Şirket hisselerinin tamamı 2000 yılında NASD’ye geçmiş, 2002 yılında ortaklık yapısı yönetim NASD’de olacak şekilde genişlemiş ve NASDAQ hisse senetleri tezgahüstü piyasada işlem görmeye başlamıştır. 

İşlem hacmi, toplam piyasa değeri ve işlem gören firma sayıları açısından karşılaştırıldığında NYSE ile başa baş büyüklüğe sahip olduğu görülen NASDAQ’ın başarısı özellikle Avrupa ve Asya ülkeleri tarafından örnek alınmış ve benzer uygulamalar hayata geçirilmeye çalışılmıştır. NASDAQ, KOBİ borsası olarak nitelendirilmemekle birlikte bünyesinde çok fazla sayıda KOBİ tanımına giren şirket işlem görmektedir. NASDAQ ayrı bir tüzel kişiliğe sahip olarak faaliyet göstermektedir. 
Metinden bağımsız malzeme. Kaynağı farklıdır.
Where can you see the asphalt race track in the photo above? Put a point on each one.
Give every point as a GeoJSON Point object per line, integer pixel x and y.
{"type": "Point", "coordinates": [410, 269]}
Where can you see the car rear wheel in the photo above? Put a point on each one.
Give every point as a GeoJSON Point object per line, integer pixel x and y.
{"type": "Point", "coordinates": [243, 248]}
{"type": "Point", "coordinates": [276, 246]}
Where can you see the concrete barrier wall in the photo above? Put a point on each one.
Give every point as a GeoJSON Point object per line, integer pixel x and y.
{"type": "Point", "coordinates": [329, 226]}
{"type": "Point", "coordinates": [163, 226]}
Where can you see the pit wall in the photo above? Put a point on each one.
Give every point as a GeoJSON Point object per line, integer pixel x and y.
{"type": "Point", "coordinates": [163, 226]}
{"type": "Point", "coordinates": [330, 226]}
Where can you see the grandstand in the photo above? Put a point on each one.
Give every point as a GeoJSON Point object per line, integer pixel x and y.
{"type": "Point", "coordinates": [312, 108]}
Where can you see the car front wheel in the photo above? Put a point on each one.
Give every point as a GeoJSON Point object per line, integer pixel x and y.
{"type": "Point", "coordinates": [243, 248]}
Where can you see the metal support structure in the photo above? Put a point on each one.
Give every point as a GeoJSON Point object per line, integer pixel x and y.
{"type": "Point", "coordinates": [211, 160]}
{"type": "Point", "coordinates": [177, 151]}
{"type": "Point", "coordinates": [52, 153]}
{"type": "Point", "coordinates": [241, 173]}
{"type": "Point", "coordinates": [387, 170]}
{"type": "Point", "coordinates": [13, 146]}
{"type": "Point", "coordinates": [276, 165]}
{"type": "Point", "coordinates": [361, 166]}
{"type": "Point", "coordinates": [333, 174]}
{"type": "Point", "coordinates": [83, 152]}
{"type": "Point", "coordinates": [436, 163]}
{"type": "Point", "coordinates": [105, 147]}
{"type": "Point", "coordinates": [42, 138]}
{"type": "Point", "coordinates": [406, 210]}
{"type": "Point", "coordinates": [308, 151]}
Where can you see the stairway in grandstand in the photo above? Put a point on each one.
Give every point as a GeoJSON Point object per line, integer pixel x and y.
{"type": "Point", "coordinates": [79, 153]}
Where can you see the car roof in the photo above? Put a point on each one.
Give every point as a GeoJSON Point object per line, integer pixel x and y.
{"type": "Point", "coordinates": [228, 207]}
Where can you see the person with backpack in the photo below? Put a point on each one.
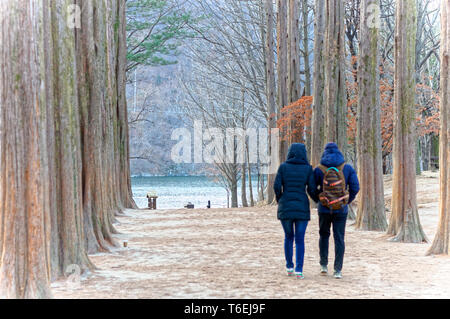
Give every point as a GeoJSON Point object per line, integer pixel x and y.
{"type": "Point", "coordinates": [294, 178]}
{"type": "Point", "coordinates": [338, 186]}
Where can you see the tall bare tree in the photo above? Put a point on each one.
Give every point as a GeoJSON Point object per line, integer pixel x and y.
{"type": "Point", "coordinates": [270, 86]}
{"type": "Point", "coordinates": [404, 222]}
{"type": "Point", "coordinates": [441, 241]}
{"type": "Point", "coordinates": [371, 212]}
{"type": "Point", "coordinates": [24, 216]}
{"type": "Point", "coordinates": [335, 96]}
{"type": "Point", "coordinates": [64, 139]}
{"type": "Point", "coordinates": [282, 66]}
{"type": "Point", "coordinates": [318, 114]}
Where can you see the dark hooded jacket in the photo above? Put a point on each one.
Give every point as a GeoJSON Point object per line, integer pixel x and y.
{"type": "Point", "coordinates": [294, 177]}
{"type": "Point", "coordinates": [332, 157]}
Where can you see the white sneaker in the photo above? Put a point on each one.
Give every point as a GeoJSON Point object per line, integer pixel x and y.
{"type": "Point", "coordinates": [338, 275]}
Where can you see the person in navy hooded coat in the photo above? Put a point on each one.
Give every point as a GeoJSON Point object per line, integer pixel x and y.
{"type": "Point", "coordinates": [295, 177]}
{"type": "Point", "coordinates": [332, 157]}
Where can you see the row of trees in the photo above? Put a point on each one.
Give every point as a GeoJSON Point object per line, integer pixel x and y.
{"type": "Point", "coordinates": [375, 88]}
{"type": "Point", "coordinates": [64, 169]}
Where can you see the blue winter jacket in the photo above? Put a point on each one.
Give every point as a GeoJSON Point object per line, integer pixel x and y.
{"type": "Point", "coordinates": [293, 178]}
{"type": "Point", "coordinates": [332, 157]}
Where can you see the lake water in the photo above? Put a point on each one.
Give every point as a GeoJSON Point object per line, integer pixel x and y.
{"type": "Point", "coordinates": [176, 191]}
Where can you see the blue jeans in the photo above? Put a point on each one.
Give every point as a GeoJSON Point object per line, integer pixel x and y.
{"type": "Point", "coordinates": [338, 220]}
{"type": "Point", "coordinates": [294, 230]}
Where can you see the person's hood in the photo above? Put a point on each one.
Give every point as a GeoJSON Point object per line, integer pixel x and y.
{"type": "Point", "coordinates": [332, 156]}
{"type": "Point", "coordinates": [297, 154]}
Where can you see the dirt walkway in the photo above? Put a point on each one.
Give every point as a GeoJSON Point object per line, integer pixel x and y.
{"type": "Point", "coordinates": [237, 253]}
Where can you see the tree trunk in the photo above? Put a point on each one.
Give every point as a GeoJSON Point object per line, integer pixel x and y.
{"type": "Point", "coordinates": [66, 88]}
{"type": "Point", "coordinates": [318, 114]}
{"type": "Point", "coordinates": [233, 190]}
{"type": "Point", "coordinates": [244, 186]}
{"type": "Point", "coordinates": [293, 67]}
{"type": "Point", "coordinates": [335, 98]}
{"type": "Point", "coordinates": [24, 214]}
{"type": "Point", "coordinates": [371, 213]}
{"type": "Point", "coordinates": [306, 63]}
{"type": "Point", "coordinates": [293, 52]}
{"type": "Point", "coordinates": [270, 93]}
{"type": "Point", "coordinates": [404, 222]}
{"type": "Point", "coordinates": [282, 75]}
{"type": "Point", "coordinates": [441, 241]}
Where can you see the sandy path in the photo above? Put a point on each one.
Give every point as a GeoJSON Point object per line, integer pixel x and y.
{"type": "Point", "coordinates": [237, 253]}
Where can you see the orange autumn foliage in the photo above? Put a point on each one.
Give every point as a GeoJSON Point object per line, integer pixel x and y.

KOSDAQ (Korean Securities Dealers Automated Quotations) 

1996 yılında kurulan KOSDAQ, 1999 yılında KOSDAQ borsası olarak faaliyete geçmiştir. Kuruluş amacı yüksek teknoloji şirketleri ve KOBİ’lere finansman sağlamaktır.

KOSDAQ elektronik sürekli müzayede işlem sistemi ile faaliyet göstermektedir. Piyasada menkul fiyatı alımsatım emirlerinin fiyat ve zaman önceliği göz önünde bulundurularak belirlenmektedir. 

KOSDAQ , Kore borsasından ayrı bir tüzel kişiliğe sahip olarak kurulmuştur. Kore borsasının kotasyon koşullarına göre daha esnek kotasyon koşullarına sahip KOSDAQ, en başarılı KOBİ borsası uygulamalarındandır. Bunun en önemli nedeni devletin piyasanın oluşumuna olan katkısıdır. 1990’lı yıllarda yaşanan ekonomik kriz sonrasında devlet KOBİ’lere yönelik teşvik paketi hazırlamış ve bu paketi aşağıda belirtilen sistem doğrultusunda uygulamaya koymuştur; 

KOSDAQ ve risk sermayesi yatırım şirketleri üzerine kurulan sistem iki ayaklı çalışmaktadır. Devlet çeşitli teşviklerle (KOSDAQ’a kayıtlı şirketlerin yıllık gelirlerinin % 50’sini karşılık ayırmak suretiyle vergiden muaf tutmuştur vb.) KOSDAQ’a olan talebi arttırmaya çalışmış, risk sermayesi şirketlerinin KOBİ’lere yatırım yapmasını sağlayacak adımlar atmıştır. Yapılan yasal düzenlemeler ile devlet risk sermayesi şirketlerine yatırım yapabilir, fon sağlayabilir konuma gelmiştir. Bununla birlikte getirmiş olduğu sertifikasyon sistemiyle risk sermayesi şirketlerini sınıflandırmış, KOSDAQ’a kote olabilmeleri ve sermaye piyasasından fon sağlayabilmeleri için teşviklerde bulunmuştur. 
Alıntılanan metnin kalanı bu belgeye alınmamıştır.